Образцом же «правильной» критики такого рода могла служить книга Осипа Бескина «Кулацкая художественная литература и оппортунистическая критика» (1930). Автор рассматривал творчество «кулацких поэтов», которых Маяковский называл «мужиковствующих свора», как продукт национализма: «доживающей свой век старой кондовой Руси», «россеянства», «славянофильства», апеллирующего к «боевому противозападничеству», которое живет «верой в „особый“ путь развития, в народ-„богоносец“», «мистический „народный дух“» и красоту «национального фольклора» и пропитано «махровым антисемитизмом» (9). В Есенине, Клюеве, Клычкове и Орешине он видел «идеологических представителей кулачества» (10), которые хотели бы свержения советского строя и «утверждения Руси на месте СССР» (10); он полагал, что все их творчество пронизано «лютой классовой ненавистью к современности» (13) и «эсеровской слезливостью» (14), что сквозь их поэзию видны «оскаленные клыки озлобленного кулачья, эпигонов, недоносков-„богатырей“ феодальной Руси» (16). Разницу между ними Бескин видел только в том, что «у Клюева — старообрядческий причет, у Клычкова — елейный, у Орешина — буйный тенорок» (22). Разгрому подвергся и «россеянский эпос». В ориентации на «реакционную форму» (фольклор) Бескин усматривал политическую позицию: «Штампование революционной сюжетики сусальным русским стилем кустарного производства является опасным переводом классового сознания читателя на рельсы тянущего в прошлое русофильства» (24). «Русский стиль» для него был продуктом «квасного патриотизма и национализма» (32), а воспевание «первобытной земляной силы» (которое было чуждо и Горькому) — атрибутом «истого кулака, русотяпа» (37).

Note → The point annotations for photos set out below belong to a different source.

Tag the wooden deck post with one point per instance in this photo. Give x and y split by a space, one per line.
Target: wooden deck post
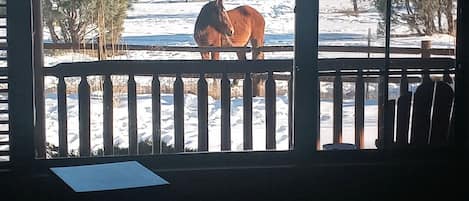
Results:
462 76
306 80
21 84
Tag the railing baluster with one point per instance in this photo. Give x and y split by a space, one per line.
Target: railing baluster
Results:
202 102
156 114
84 116
62 115
270 112
404 84
337 130
360 111
179 114
446 77
247 115
225 113
290 113
108 116
132 107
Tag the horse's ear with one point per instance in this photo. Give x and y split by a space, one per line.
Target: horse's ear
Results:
219 3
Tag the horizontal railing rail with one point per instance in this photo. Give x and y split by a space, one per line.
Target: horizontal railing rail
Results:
284 48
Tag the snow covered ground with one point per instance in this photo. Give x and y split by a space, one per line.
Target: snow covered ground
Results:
160 22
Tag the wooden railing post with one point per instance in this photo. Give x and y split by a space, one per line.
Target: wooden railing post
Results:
338 100
108 115
156 113
179 114
84 117
225 113
290 113
270 112
360 110
62 115
426 47
202 102
132 112
247 114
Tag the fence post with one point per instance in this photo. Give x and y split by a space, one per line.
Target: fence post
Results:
426 46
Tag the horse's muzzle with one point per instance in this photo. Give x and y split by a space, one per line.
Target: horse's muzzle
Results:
230 32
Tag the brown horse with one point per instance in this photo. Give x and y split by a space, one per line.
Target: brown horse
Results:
216 27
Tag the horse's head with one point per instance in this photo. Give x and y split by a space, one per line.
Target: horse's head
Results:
215 15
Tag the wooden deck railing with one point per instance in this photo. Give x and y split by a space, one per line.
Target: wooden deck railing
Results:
359 71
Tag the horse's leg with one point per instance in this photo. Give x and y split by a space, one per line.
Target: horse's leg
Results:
241 57
257 42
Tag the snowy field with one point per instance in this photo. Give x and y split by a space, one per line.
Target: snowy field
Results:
159 22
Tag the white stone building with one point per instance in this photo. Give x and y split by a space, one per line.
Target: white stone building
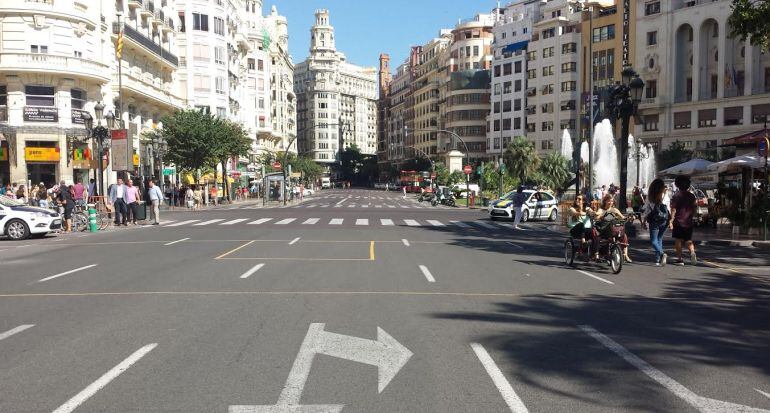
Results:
701 85
336 100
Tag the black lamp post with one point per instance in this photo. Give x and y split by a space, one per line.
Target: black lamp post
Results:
623 101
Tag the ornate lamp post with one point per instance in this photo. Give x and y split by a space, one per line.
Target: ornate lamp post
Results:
623 101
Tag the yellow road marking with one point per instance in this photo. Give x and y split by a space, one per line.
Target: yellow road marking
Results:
234 250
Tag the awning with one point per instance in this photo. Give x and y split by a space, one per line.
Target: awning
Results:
514 47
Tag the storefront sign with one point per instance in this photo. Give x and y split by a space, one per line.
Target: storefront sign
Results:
40 114
41 154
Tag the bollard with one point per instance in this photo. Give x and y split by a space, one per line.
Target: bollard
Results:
92 227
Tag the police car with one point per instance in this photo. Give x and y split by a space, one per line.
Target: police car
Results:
19 221
538 205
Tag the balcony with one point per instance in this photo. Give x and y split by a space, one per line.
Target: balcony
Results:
149 45
46 63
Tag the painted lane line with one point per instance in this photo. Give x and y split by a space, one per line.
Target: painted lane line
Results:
67 272
21 328
593 276
233 222
179 224
700 403
209 222
94 387
427 274
503 386
250 272
177 241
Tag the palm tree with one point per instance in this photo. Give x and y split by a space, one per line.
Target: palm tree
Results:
521 158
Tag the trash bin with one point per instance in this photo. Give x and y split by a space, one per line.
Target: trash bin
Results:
141 211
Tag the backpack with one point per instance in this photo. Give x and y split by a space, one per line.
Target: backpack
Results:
658 215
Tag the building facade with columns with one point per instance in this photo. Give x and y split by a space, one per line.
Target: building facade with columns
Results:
702 86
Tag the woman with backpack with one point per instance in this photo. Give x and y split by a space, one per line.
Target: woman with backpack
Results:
656 214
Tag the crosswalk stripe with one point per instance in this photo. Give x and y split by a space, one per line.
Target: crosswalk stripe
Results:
209 222
260 221
235 221
179 224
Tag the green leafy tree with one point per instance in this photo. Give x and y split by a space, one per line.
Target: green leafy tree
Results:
749 21
521 159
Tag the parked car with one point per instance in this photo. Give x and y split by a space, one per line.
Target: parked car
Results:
539 205
19 221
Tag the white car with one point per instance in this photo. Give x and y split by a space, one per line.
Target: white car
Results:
19 221
539 205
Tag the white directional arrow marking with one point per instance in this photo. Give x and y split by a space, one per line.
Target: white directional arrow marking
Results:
387 354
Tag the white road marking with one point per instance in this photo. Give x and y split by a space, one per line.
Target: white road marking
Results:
209 222
21 328
176 242
509 395
260 221
94 387
233 222
427 274
700 403
593 276
250 272
179 224
67 272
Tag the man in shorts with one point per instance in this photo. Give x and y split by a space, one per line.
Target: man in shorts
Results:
683 207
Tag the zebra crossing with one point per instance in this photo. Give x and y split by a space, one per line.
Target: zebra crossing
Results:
355 222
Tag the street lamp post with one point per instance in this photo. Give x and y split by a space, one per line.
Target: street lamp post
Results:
623 101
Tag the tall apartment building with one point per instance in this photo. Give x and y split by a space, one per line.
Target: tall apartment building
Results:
57 60
512 33
336 100
553 81
466 84
701 85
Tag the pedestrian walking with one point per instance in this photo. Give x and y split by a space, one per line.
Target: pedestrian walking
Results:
656 214
155 197
118 198
683 207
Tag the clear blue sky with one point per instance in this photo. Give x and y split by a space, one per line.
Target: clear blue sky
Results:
366 28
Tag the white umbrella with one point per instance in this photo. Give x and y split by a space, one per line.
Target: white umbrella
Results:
691 167
738 163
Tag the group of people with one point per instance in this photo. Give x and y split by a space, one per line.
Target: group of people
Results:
657 210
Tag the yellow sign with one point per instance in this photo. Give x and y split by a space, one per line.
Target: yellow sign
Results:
41 154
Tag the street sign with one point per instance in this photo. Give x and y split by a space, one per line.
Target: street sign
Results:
385 353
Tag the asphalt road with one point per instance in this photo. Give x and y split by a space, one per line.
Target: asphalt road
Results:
383 306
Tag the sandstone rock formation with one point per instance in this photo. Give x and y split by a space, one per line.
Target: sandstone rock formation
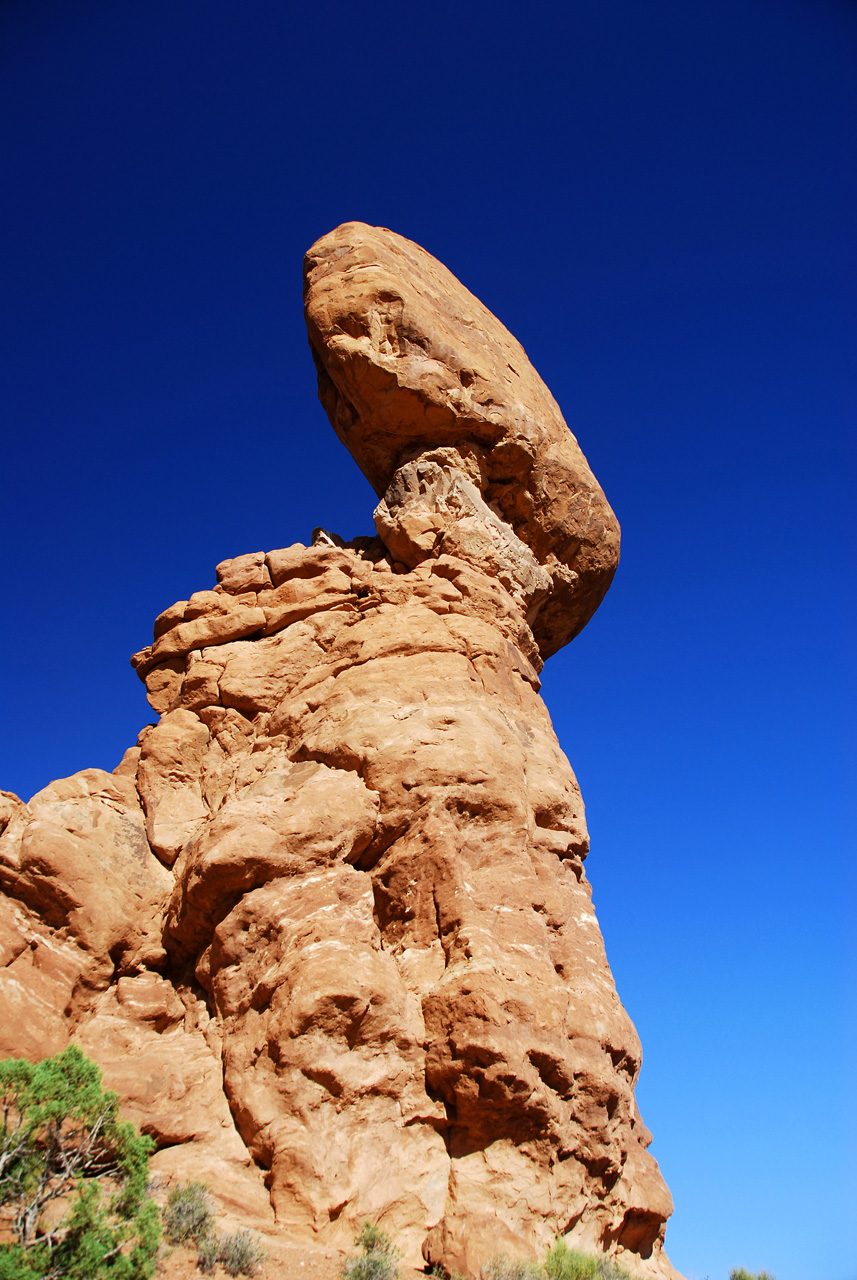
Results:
326 927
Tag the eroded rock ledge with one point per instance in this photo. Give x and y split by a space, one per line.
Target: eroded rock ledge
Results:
326 927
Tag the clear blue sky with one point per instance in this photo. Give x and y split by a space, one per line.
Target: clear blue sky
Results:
659 197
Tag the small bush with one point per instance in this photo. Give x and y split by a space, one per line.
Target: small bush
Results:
207 1255
188 1216
564 1264
502 1267
377 1258
63 1143
241 1253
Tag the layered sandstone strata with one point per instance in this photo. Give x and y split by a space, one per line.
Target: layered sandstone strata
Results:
326 927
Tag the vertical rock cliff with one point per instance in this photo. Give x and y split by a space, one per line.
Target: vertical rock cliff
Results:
326 927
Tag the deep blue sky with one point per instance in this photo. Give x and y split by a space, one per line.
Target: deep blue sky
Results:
659 199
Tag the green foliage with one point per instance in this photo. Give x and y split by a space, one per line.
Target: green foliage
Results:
502 1267
62 1138
188 1215
564 1264
207 1255
377 1260
241 1253
560 1264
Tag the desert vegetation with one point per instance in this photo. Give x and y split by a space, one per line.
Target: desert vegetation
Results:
73 1176
74 1187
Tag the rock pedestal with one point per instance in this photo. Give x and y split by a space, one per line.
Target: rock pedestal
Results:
326 928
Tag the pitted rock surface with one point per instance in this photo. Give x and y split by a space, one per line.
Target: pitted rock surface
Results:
326 928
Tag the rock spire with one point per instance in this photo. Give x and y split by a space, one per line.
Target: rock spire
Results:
326 927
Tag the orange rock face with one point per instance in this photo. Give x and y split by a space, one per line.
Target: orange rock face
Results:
328 928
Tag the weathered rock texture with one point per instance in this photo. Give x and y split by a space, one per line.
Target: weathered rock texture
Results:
326 927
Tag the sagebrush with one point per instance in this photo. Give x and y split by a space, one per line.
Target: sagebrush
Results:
377 1257
62 1141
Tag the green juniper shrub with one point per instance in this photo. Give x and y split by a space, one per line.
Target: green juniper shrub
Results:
241 1253
207 1255
502 1267
564 1264
188 1215
377 1260
62 1139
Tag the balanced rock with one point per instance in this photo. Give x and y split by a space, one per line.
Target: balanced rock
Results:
328 928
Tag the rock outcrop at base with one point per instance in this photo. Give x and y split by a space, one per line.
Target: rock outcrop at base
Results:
326 927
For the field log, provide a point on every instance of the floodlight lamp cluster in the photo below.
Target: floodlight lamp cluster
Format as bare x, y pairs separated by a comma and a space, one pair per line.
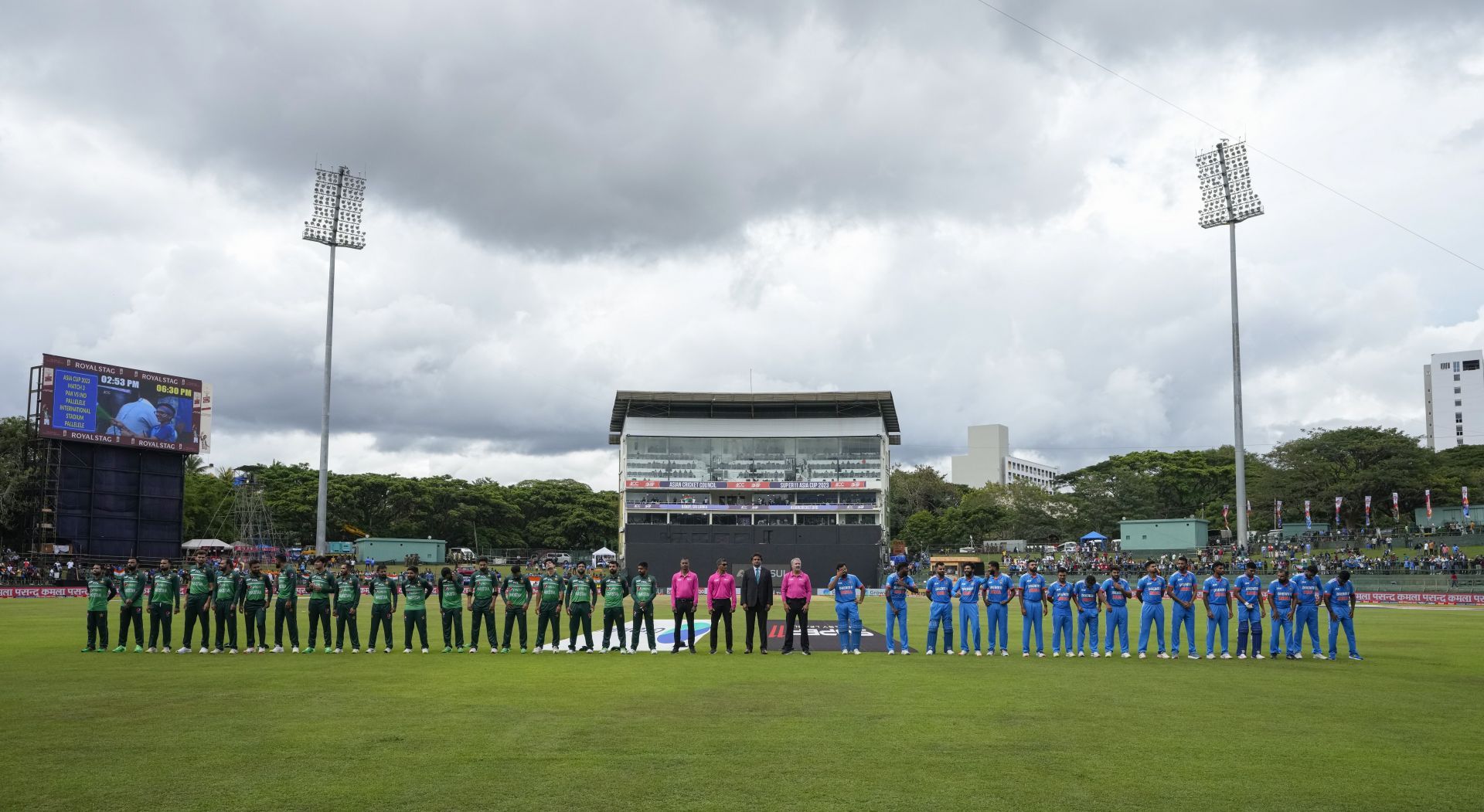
1226, 186
339, 199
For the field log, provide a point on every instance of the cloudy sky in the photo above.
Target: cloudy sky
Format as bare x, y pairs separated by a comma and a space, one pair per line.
566, 199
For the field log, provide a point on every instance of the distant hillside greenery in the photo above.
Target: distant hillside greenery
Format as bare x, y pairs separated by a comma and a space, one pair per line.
924, 509
927, 511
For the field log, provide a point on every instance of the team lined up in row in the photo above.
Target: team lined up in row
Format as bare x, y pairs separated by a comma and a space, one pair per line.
1295, 604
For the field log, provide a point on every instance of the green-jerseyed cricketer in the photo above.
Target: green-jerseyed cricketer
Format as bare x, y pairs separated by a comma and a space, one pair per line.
285, 609
348, 597
321, 588
613, 589
579, 606
227, 593
550, 591
383, 603
131, 604
517, 594
414, 612
165, 602
199, 584
484, 584
257, 588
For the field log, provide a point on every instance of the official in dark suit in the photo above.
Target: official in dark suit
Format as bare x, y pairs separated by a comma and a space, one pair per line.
757, 599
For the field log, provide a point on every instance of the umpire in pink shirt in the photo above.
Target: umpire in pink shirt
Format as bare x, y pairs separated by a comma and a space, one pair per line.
722, 594
796, 591
685, 588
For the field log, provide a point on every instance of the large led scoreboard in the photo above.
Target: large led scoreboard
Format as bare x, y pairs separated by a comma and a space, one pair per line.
109, 446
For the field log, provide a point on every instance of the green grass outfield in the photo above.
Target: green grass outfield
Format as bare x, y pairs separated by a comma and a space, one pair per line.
609, 732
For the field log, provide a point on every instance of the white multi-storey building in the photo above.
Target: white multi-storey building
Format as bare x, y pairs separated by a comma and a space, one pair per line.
989, 460
724, 475
1453, 386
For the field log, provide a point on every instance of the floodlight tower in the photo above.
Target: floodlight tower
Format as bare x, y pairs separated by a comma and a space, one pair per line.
339, 196
1226, 199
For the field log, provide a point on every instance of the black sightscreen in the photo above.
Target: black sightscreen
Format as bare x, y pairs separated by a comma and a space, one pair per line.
119, 501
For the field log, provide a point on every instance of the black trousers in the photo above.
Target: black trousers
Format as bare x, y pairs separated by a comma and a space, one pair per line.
256, 617
196, 610
487, 618
686, 609
161, 615
580, 617
512, 615
380, 620
414, 618
226, 620
798, 612
98, 623
131, 615
285, 612
643, 617
720, 615
756, 617
612, 620
345, 618
543, 617
453, 628
318, 617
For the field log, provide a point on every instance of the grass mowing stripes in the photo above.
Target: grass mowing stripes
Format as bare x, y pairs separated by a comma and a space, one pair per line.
243, 732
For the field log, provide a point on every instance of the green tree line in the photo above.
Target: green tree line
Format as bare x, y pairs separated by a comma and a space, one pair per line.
927, 511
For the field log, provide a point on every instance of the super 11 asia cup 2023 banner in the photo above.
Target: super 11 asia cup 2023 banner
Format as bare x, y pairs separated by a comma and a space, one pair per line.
121, 406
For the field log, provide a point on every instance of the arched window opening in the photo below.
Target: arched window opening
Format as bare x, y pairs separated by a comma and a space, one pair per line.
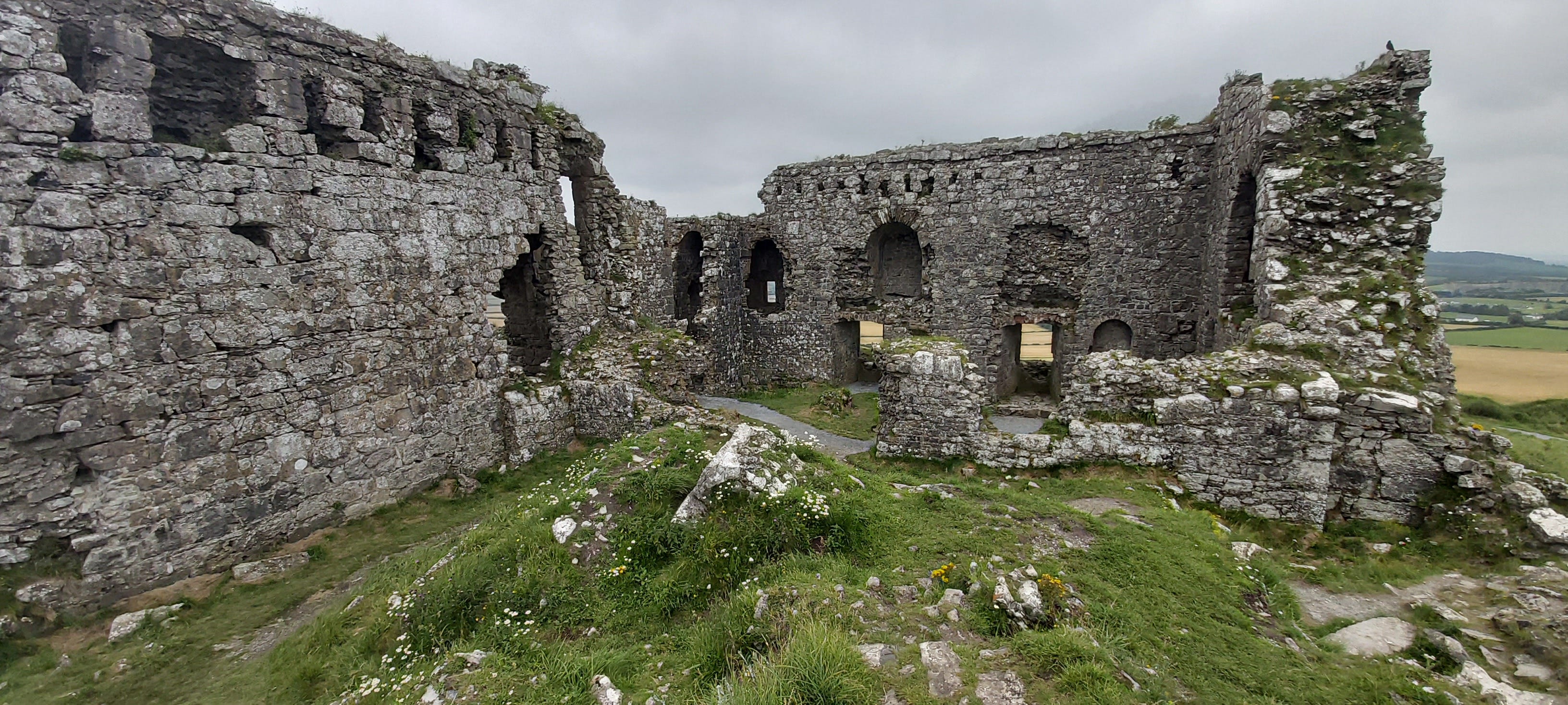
1244, 221
1112, 336
198, 91
526, 311
1028, 364
894, 255
766, 278
689, 276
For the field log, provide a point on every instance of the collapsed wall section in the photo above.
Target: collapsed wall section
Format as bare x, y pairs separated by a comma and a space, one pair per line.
1334, 399
247, 261
965, 240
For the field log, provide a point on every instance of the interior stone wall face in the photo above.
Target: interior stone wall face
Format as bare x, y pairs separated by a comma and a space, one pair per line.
245, 267
245, 261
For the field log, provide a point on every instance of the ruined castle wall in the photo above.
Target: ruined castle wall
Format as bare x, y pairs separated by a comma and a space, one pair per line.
245, 267
1230, 268
1334, 399
1070, 229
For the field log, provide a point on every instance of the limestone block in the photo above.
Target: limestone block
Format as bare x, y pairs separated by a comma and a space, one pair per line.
1523, 496
1548, 525
1379, 637
1321, 390
245, 138
879, 656
30, 117
1001, 688
128, 624
63, 210
269, 569
942, 669
120, 117
1407, 471
148, 171
564, 529
604, 692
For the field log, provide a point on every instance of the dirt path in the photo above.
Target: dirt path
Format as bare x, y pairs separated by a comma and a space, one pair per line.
267, 638
838, 446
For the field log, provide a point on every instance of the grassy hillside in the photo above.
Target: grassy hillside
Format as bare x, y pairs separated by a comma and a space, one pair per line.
1147, 601
1487, 267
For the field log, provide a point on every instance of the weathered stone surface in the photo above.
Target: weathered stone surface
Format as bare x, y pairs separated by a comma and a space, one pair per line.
741, 462
604, 692
1377, 637
128, 624
942, 669
1001, 688
879, 656
1548, 525
269, 569
1523, 496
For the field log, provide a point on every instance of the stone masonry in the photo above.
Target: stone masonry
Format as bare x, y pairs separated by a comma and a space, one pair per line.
247, 257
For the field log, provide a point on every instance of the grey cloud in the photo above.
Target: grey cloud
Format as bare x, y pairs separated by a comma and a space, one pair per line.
700, 99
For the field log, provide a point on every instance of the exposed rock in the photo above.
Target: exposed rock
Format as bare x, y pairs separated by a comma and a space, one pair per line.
1523, 496
1548, 525
1473, 676
564, 529
1001, 688
604, 692
942, 668
1449, 644
879, 656
1377, 637
269, 569
128, 624
741, 461
1246, 550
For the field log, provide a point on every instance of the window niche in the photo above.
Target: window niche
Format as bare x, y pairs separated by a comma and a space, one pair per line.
526, 309
1242, 228
894, 255
689, 276
1112, 336
198, 91
766, 278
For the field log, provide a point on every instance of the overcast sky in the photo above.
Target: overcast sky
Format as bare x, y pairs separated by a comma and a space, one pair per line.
700, 99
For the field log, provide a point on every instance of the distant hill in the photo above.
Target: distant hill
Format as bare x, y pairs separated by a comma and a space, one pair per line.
1489, 267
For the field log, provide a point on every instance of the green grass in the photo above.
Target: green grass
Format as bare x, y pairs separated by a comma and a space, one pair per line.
1545, 417
1530, 338
1165, 605
807, 405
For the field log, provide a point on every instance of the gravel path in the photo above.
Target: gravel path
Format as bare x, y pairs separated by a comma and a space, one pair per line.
838, 446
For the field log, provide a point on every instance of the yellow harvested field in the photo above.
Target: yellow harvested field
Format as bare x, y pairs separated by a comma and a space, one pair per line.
1512, 375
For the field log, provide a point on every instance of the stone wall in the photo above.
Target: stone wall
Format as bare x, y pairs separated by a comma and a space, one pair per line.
1070, 231
247, 264
1305, 452
245, 267
1332, 397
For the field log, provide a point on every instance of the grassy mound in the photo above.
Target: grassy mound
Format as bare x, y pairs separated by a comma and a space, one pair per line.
1150, 604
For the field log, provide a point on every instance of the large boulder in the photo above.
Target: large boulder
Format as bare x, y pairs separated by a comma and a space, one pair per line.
269, 569
742, 461
1376, 637
1548, 525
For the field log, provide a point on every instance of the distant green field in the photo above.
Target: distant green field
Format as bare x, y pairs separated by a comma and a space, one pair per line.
1536, 306
1553, 339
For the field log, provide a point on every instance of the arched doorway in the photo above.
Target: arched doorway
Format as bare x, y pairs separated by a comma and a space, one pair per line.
894, 255
689, 276
1112, 336
766, 278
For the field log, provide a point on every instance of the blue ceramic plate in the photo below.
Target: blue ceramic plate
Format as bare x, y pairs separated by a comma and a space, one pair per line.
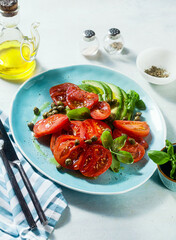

Продолжая традиции пролеткультовской критики, в частности знаменитого памфлета Василия Князева «Ржаные апостолы: Клюев и клюевщина» (1924), где говорилось о «пахотном национализме» Клюева[689], Бескин обвинял Воронского, Троцкого и Полонского в том, что именно они «выдали мандат на представительство от крестьянской литературы псевдокрестьянским, кулацким писателям», и требовал провести «демаркационную линию, отделяющую кулацкую, псевдокрестьянскую литературу от крестьянской, т. е. от литературы нашего нового крестьянства» (55). Видимо, отчаявшись найти эту грань, идеологи раскрестьянивания крестьянской литературы и решили вовсе отказаться от самого этого понятия, заменив его «пролетарско-колхозной литературой».

Совсем с иной, эстетической точки зрения подходили к крестьянской литературе теоретики и критики левого искусства. Так, Борис Арватов на страницах «Жизни искусства» утверждал, что, поскольку крестьянство представляет собой «культурный конгломерат», «культура крестьянства может быть лишь материалом для творчества других классов» и «никаких особо-крестьянских стимулов культурного и, следовательно, литературного развития нет в природе»: «Крестьянство крестьянских писателей […] выражается лишь в утверждении этого крестьянства». Поэтому нет крестьянской литературы, есть лишь «крестьянствующая литература». Только раньше «крестьянствовали» представители образованного класса (Бунин, Ремизов, Замятин), а теперь сами выходцы из деревни (Клюев, Орешин, Клычков, Есенин). Это, по мнению Арватова, символисты, имажинисты, реалисты — кто угодно, но, будучи художниками, они оторваны от деревни и «объективно служат орудием воздействия городской культуры на крестьянство». Итак, «крестьянская литература» не может быть «союзником» пролетарской, поскольку она есть «миф». Задача состоит в том, чтобы «всемерно декрестьянизировать писателей из деревни, создавая вместо крестьянской литературы пролетарскую литературу для крестьян». Крестьянскую литературу выдумали «сюсюкающие буржуазные эстеты»: «Все крестьянское искусство есть плод интеллигентски-городского воображения, принимающего пережиток варварства и отсталости за экзотический стиль». Из этого стиля пролетарская литература должна извлечь все ценное. «Что же касается до остального в так называемой крестьянской литературе, то здесь мы найдем лишь перелицованную буржуазную культуру с ее тенденцией возродить себя так называемыми опрощениями, дикарством и знаменитой непосредственностью и цельностью. Рабочему классу с такими методами делать нечего»[690].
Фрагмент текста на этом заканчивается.